To update multiple columns, simply add them to the SET clause.

def update_employee_details(employee_id, new_name, new_department):
    """Updates the name and department of an employee."""
    connection = None
    cursor = None
    try:
        connection = mysql.connector.connect(
            host='localhost',
            database='company_db',
            user='your_username',
            password='your_password'
        )
        if connection.is_connected():
            cursor = connection.cursor()
            # SQL query to update multiple columns
            sql_update_query = "UPDATE employees SET name = %s, department = %s WHERE id = %s"
            # Data tuple with values in the correct order
            data = (new_name, new_department, employee_id)
            cursor.execute(sql_update_query, data)
            connection.commit()
            print(f"{cursor.rowcount} record(s) updated successfully.")
    except Error as e:
        print(f"Error: {e}")
    finally:
        if connection and connection.is_connected():
            if cursor:
                cursor.close()
            connection.close()
            print("MySQL connection is closed.")
# --- Example Usage ---
# Update Charlie's name and department
update_employee_details(employee_id=3, new_name='Charles', new_department='Product')

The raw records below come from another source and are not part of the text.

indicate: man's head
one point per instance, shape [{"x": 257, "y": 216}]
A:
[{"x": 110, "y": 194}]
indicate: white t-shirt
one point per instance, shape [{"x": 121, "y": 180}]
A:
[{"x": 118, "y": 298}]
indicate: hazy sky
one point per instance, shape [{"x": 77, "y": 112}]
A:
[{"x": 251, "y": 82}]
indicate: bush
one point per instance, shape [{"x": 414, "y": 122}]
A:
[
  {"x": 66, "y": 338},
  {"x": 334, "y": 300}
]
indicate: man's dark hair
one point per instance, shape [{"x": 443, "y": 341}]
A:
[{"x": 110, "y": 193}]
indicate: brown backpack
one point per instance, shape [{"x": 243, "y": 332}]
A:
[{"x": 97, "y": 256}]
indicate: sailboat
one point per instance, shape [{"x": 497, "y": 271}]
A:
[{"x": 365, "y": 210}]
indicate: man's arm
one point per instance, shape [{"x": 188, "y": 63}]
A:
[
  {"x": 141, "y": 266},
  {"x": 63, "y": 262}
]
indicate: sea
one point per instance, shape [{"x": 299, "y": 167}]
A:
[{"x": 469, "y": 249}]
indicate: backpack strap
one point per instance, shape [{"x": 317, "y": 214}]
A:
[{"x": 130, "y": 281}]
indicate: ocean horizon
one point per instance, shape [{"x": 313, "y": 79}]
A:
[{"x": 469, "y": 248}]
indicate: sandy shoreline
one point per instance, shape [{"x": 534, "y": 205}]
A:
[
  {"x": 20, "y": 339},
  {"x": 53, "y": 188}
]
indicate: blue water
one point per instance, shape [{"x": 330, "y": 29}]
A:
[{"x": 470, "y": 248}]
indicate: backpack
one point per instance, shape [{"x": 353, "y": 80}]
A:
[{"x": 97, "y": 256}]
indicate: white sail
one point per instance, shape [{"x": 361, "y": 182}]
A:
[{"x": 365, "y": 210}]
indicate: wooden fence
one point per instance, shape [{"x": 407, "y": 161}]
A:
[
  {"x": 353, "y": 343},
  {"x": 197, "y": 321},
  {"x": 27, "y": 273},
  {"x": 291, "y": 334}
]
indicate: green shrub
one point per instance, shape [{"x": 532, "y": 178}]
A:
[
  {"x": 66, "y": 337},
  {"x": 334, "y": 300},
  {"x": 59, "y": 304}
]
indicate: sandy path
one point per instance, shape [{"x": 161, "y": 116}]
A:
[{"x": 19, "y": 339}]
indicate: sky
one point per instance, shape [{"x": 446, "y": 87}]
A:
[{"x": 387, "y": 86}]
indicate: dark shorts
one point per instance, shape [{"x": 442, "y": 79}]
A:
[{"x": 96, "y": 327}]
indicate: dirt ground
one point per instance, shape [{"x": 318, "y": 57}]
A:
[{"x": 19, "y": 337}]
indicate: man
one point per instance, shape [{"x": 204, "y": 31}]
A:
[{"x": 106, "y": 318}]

Best Practice: Using a Context Manager (with statement)

Manually opening and closing connections and cursors can be tedious and error-prone. A better way is to use a context manager, which handles cleanup automatically.

Here is a more robust and reusable function using a with statement.

import mysql.connector
from mysql.connector import Error
def update_record_with_context_manager():
    """A more robust way to handle database connections."""
    # Configuration dictionary for better readability
    db_config = {
        'host': 'localhost',
        'database': 'company_db',
        'user': 'your_username',
        'password': 'your_password'
    }
    update_query = "UPDATE employees SET salary = %s WHERE name = %s"
    data_to_update = (95000.00, 'Alice') # Update Alice's salary
    try:
        # The 'with' statement ensures the connection is closed automatically
        with mysql.connector.connect(**db_config) as connection:
            if connection.is_connected():
                with connection.cursor() as cursor:
                    cursor.execute(update_query, data_to_update)
                    connection.commit()
                    print(f"{cursor.rowcount} record(s) updated successfully.")
    except Error as e:
        print(f"Error while connecting to MySQL: {e}")
# --- Example Usage ---
update_record_with_context_manager()

Why this is better:

• Automatic Resource Management: The with statement guarantees that connection.close() and cursor.close() are called, even if errors occur.
• Cleaner Code: It reduces the amount of boilerplate try...finally code.
• Readability: Separating the configuration into a dictionary makes the code cleaner and easier to manage.

Summary of Best Practices

1. Always use placeholders (%s) for your data to prevent SQL injection.
2. Always use a WHERE clause in your UPDATE statement unless you intentionally want to update every row.
3. Always commit() your transaction to save the changes to the database.
4. Always close your connections using try...finally blocks or, preferably, with statements.
5. Handle exceptions gracefully to avoid your program crashing due to database errors.
6. Check cursor.rowcount to verify that your update affected the expected number of rows. If it's 0, it means your WHERE clause didn't match any records.